Conquanto interposto recurso contra a decisão no citado IRDR 15 (Tema 1090, STJ), não havendo determinação de suspensão dos processos nas instâncias inferiores, seguem mantidos os entendimentos ali inseridos.

Não obstante os entendimentos acima delimitados, no âmbito dessa 11ª Turma fiquei vencida em diversos julgamentos tratando da matéria, o que recomenda que, neste e nos próximos, ressalve minha posição, evitando assim divergências desnecessárias e atraso na entrega da prestação jurisdicional.

Dito isso, acolho o entendimento consolidado desta Corte no sentido de que, via de regra, a menção ao fornecimento do EPI no PPP não é suficiente, de modo que apenas para os casos em que o laudo técnico informe (i) o fornecimento pela empresa e (ii) a eficácia na neutralização da nocividade, caberá o afastamento do direito ao reconhecimento do tempo especial.

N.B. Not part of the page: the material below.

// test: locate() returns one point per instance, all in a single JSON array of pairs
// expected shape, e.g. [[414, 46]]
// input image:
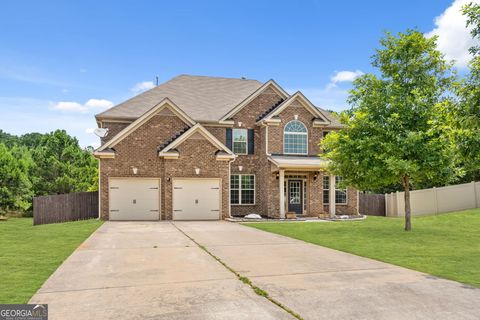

Noutras palavras, restou fixada presunção de ineficácia do EPI, sob a qual foi invertido o ônus da prova, ressalvando-se que a prova da existência do agente nocivo persiste necessária, cabendo ao segurado sua demonstração (AC 5002118-49.2019.4.04.7015, DÉCIMA TURMA, Relatora CLÁUDIA CRISTINA CRISTOFANI, juntado aos autos em 08/02/2023).

Observo, ainda, que o uso de EPI, para os demais agentes nocivos - excetuados os acima citados -, somente será considerado para o labor desempenhado a partir de 03/12/1998, em virtude da alteração efetuada no § 2º do art. 58 da Lei 8.213/1991 pela Medida Provisória 1.729, de 02/12/1998, convertida na Lei 9.732, de 11/12/1998. A própria autarquia previdenciária adota esse entendimento, conforme se verifica na Instrução Normativa 128/2022.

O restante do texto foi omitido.